# Trek carbon fiber questions?



## Wicked2006 (Jul 9, 2005)

Is Trek carbon on the 500 or 700 series consider HM carbon? I was just wondering. 

I know Cannondale advertises standard carbon or HM carbon for their bikes.


----------



## Blue CheeseHead (Jul 14, 2008)

Trek does not advertise the modulus of their carbon. Here is what Trek says about their various materials followed by a general explanation by Calfee:

Customer Service - Trek Bicycle

http://calfeedesign.com/tech-papers/grades-of-carbon-fiber/

As per Calfee's discussion, calling something "HM" (High Modulus) is mostly marketing hype, similar to Trek's "OCLV".


----------



## Chader09 (Jun 10, 2014)

"OCLV" is Optimum Compaction, Low Void. This is their method of compressing the carbon as tightly as they can to remove more air bubbles from the material during molding. They use air bladders inside the tubes during the molding process to push the material firmly against the mold walls. This increases the overall strength of the finished frame.

OCLV is independent of the actual carbon material used which would be the "HM" designation if applicable. 
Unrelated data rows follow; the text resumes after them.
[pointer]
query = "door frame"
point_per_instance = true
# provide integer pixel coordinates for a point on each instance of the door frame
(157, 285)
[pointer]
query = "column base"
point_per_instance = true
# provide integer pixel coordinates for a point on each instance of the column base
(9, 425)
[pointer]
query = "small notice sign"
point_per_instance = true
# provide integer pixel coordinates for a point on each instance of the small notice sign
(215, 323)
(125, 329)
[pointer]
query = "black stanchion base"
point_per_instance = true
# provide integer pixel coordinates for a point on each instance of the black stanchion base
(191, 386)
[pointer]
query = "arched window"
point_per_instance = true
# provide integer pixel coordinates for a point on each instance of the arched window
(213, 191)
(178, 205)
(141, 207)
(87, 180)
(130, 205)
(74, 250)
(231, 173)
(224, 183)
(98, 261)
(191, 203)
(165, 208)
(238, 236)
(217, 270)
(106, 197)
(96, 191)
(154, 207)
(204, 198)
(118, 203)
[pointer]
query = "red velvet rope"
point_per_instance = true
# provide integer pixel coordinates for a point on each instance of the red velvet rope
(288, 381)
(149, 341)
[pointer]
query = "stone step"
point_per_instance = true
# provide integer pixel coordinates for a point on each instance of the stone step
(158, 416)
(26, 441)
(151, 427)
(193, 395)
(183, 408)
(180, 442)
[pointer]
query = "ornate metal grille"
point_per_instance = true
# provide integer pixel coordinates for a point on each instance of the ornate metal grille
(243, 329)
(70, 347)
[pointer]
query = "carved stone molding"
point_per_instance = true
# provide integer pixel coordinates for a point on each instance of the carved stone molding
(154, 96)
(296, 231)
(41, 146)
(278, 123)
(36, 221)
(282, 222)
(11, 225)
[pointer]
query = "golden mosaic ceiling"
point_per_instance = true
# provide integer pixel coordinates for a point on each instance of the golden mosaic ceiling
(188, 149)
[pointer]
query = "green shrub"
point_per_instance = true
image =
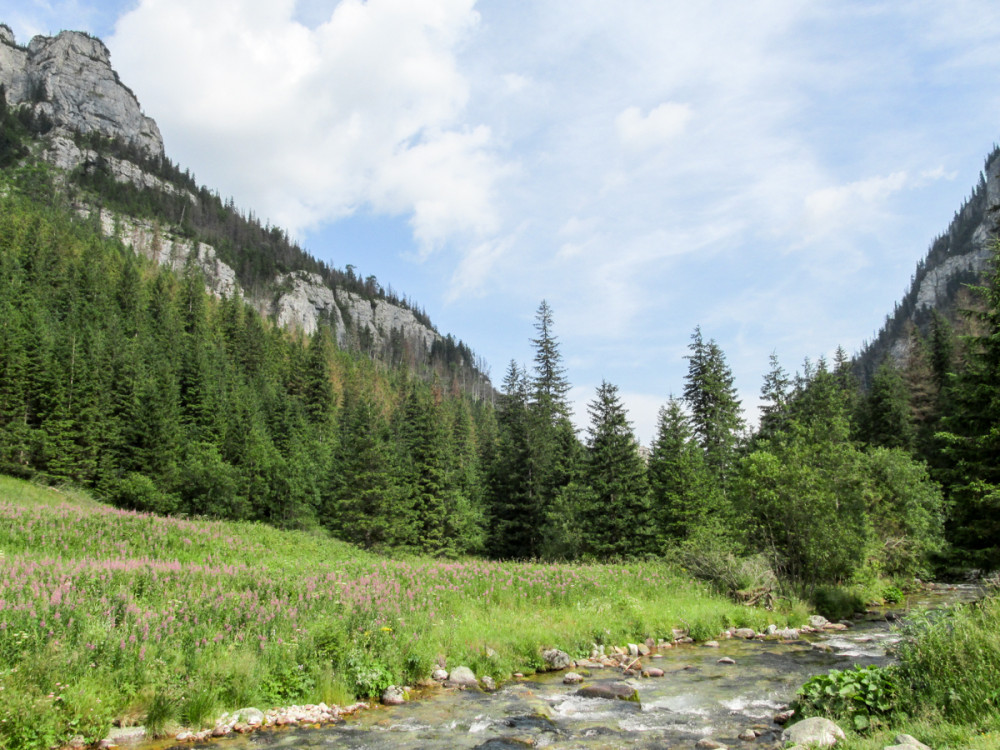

I know that Trek claims their 700 series frames use carbon that is regulated by the government. Presumably this is a very high quality material that may well meet the HM designation.

Edit to add related link:
Trek Factory Tour Part 3: US Based OCLV Carbon Bike Production


----------



## Wicked2006 (Jul 9, 2005)

Great article Chad! I like the no photography or video recording sign. Lol!


----------